RULE 7. PROCEDURE AND MANNER OF FURNISHING INFORMATION

(1) Every reporting entity shall communicate to the Director the name, designation and address of the Designated Director and the Principal Officer.

(2) The Principal Officer shall furnish the information referred to in clauses (A), (B), (BA), (C), (D), (E) and (F) of sub-rule (1) of rule 3 to the Director on the basis of information available with the reporting entity. A copy of such information shall be retained by the Principal Officer for the purposes of official record.

(3) Every reporting entity shall evolve an internal mechanism having regard to any guidelines issued by regulator, for detecting the transactions referred to in clauses (A),(B),(BA),(C),(D), (E) and (F) of sub-rule (1) of rule 3 and for furnishing information about such transactions in such form as may be directed by its Regulator.

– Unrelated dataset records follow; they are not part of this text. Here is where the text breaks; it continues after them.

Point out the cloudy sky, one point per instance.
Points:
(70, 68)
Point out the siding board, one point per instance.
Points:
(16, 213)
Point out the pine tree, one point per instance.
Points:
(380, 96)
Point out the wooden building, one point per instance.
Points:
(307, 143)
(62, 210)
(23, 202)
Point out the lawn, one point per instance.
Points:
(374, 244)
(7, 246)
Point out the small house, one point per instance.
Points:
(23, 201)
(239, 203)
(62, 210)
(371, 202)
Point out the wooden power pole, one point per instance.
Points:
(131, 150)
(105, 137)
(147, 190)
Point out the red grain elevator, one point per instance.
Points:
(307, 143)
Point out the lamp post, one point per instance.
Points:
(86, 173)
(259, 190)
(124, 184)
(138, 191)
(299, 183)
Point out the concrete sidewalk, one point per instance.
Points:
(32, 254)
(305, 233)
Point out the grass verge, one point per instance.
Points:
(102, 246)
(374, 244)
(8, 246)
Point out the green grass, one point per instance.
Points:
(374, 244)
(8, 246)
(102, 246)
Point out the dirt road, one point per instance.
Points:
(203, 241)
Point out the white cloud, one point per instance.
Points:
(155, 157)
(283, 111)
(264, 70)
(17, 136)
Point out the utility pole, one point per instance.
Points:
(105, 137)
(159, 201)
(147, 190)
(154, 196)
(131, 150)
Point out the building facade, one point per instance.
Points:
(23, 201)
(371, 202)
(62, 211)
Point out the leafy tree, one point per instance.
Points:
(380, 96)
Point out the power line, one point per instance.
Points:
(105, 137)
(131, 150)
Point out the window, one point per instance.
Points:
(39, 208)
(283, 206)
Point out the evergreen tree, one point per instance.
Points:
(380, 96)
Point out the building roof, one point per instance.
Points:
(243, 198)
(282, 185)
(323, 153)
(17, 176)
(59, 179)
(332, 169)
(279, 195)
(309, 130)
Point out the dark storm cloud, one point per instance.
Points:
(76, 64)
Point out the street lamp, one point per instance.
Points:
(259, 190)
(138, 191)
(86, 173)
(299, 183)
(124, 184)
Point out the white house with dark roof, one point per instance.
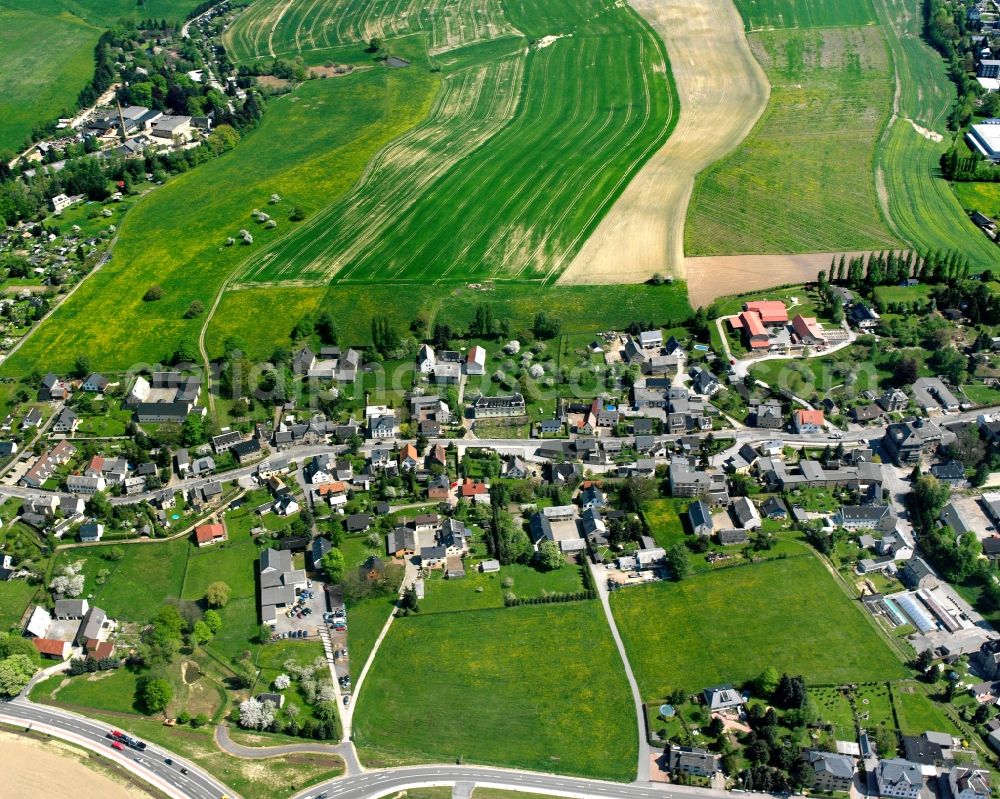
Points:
(833, 772)
(899, 779)
(723, 697)
(280, 583)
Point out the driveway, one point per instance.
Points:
(599, 575)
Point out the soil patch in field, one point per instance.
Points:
(190, 672)
(722, 91)
(334, 71)
(273, 82)
(29, 763)
(714, 276)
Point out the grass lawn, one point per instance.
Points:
(981, 394)
(834, 708)
(365, 620)
(904, 293)
(727, 626)
(137, 584)
(108, 690)
(477, 590)
(665, 519)
(832, 86)
(823, 375)
(112, 424)
(15, 595)
(471, 686)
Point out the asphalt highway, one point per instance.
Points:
(150, 764)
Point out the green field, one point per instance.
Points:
(473, 686)
(920, 202)
(917, 713)
(44, 62)
(263, 318)
(767, 14)
(831, 95)
(727, 626)
(324, 25)
(982, 197)
(311, 146)
(47, 54)
(15, 595)
(138, 583)
(456, 199)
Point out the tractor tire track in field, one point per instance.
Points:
(471, 107)
(266, 28)
(723, 91)
(515, 164)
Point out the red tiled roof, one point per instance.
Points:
(752, 323)
(100, 649)
(49, 646)
(771, 311)
(204, 533)
(809, 417)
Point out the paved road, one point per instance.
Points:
(373, 784)
(345, 751)
(196, 784)
(92, 735)
(525, 448)
(645, 752)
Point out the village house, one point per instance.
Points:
(899, 779)
(208, 534)
(833, 772)
(805, 421)
(693, 761)
(498, 407)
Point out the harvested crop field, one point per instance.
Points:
(804, 179)
(714, 276)
(722, 91)
(524, 153)
(64, 768)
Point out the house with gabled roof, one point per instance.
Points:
(208, 534)
(700, 517)
(806, 421)
(722, 697)
(833, 772)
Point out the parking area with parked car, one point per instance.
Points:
(304, 618)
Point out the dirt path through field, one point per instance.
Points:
(32, 768)
(715, 276)
(723, 92)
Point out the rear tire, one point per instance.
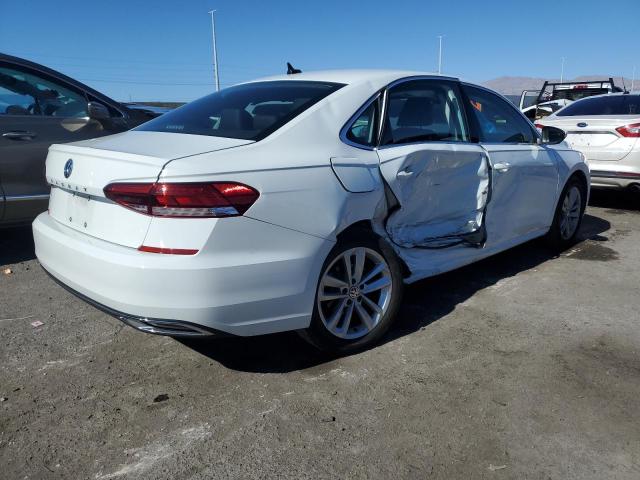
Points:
(568, 215)
(358, 294)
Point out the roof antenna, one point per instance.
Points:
(291, 70)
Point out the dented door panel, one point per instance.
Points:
(525, 184)
(442, 191)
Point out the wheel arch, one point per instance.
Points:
(365, 229)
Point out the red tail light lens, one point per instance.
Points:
(195, 200)
(632, 130)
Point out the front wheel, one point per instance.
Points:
(358, 295)
(568, 215)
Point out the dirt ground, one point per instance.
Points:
(522, 366)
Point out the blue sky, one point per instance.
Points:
(161, 50)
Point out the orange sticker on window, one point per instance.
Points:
(476, 105)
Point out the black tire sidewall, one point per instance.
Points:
(554, 236)
(318, 335)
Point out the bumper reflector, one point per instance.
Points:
(167, 251)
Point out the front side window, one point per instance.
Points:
(250, 111)
(424, 111)
(495, 120)
(606, 105)
(25, 93)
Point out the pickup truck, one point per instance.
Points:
(536, 104)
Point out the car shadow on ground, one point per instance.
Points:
(16, 245)
(615, 200)
(425, 302)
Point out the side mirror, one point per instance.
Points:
(98, 111)
(553, 135)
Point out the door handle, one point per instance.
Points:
(19, 135)
(405, 173)
(502, 167)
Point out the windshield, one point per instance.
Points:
(250, 111)
(605, 105)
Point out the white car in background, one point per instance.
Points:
(606, 129)
(302, 202)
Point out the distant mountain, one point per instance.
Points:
(515, 85)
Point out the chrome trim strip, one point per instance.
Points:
(612, 174)
(20, 198)
(156, 326)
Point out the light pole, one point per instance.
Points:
(215, 50)
(440, 54)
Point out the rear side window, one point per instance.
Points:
(607, 105)
(424, 111)
(24, 92)
(495, 119)
(363, 130)
(250, 111)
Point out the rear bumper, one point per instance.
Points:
(156, 326)
(614, 179)
(616, 174)
(250, 278)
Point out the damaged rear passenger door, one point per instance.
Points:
(440, 179)
(524, 173)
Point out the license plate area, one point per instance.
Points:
(98, 217)
(70, 208)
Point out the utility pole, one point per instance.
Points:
(440, 54)
(216, 76)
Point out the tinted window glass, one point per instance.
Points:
(24, 93)
(424, 110)
(250, 111)
(495, 119)
(363, 129)
(607, 105)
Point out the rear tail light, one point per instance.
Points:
(632, 130)
(184, 200)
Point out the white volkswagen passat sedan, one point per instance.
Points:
(302, 202)
(606, 129)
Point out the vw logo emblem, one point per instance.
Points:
(68, 168)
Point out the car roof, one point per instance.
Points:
(352, 77)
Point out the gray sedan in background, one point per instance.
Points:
(38, 107)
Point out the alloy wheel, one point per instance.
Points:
(354, 293)
(570, 214)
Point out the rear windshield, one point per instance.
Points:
(606, 105)
(250, 111)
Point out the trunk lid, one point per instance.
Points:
(596, 136)
(78, 173)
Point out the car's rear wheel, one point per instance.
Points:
(358, 295)
(568, 215)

(4) It shall be the duty of every reporting entity, its designated director, officers and employees to observe the procedure and the manner of furnishing information as specified by [the Director in consultation with] its Regulator.]

EXPLANATION

In terms of Third Amendment Rules notified September 22, 2015 regarding amendment to sub rule 3 and 4 of rule 7, Director, FIUIND shall have powers to issue guidelines to the Insurers for detecting transactions referred to in various clauses of sub-rule (1) of rule 3, to direct them about the form of furnishing information and to specify the procedure and the manner of furnishing information.

ii) The reporting formats and comprehensive reporting format guide, prescribed/ released by FIU-IND and Report Generation Utility and Report Validation Utility developed to assist insurers in the preparation of prescribed reports shall be taken note of. The editable electronic utilities to file electronic Cash Transaction Reports (CTR) / Suspicious Transaction Reports (STR) (Annexure V) which FIU-IND has placed on its website shall be made use of by Insurers which are yet to install/adopt suitable technological tools for extracting CTR/STR from their live transaction data. The Principal Officers of those insurers, whose all branches are not fully computerized, shall have suitable arrangement to cull out the transaction details from branches which are not yet computerized and to feed the data into an electronic file with the help of the editable electronic utilities of CTR/STR as have been made available by FIU-IND on its website https://fiuindia.gov.in.

iii) While furnishing information to the Director, FIU-IND, delay of each day in not reporting a transaction or delay of each day in rectifying a misrepresented transaction beyond the time limit as specified in the Ruleshall be constituted as a separate violation. Insurers shall not put any restriction on operations in the accounts where an STR has been filed. Insurers shall keep the fact of furnishing of STR strictly confidential. It shall be ensured that there is no tipping off to the customer at any level.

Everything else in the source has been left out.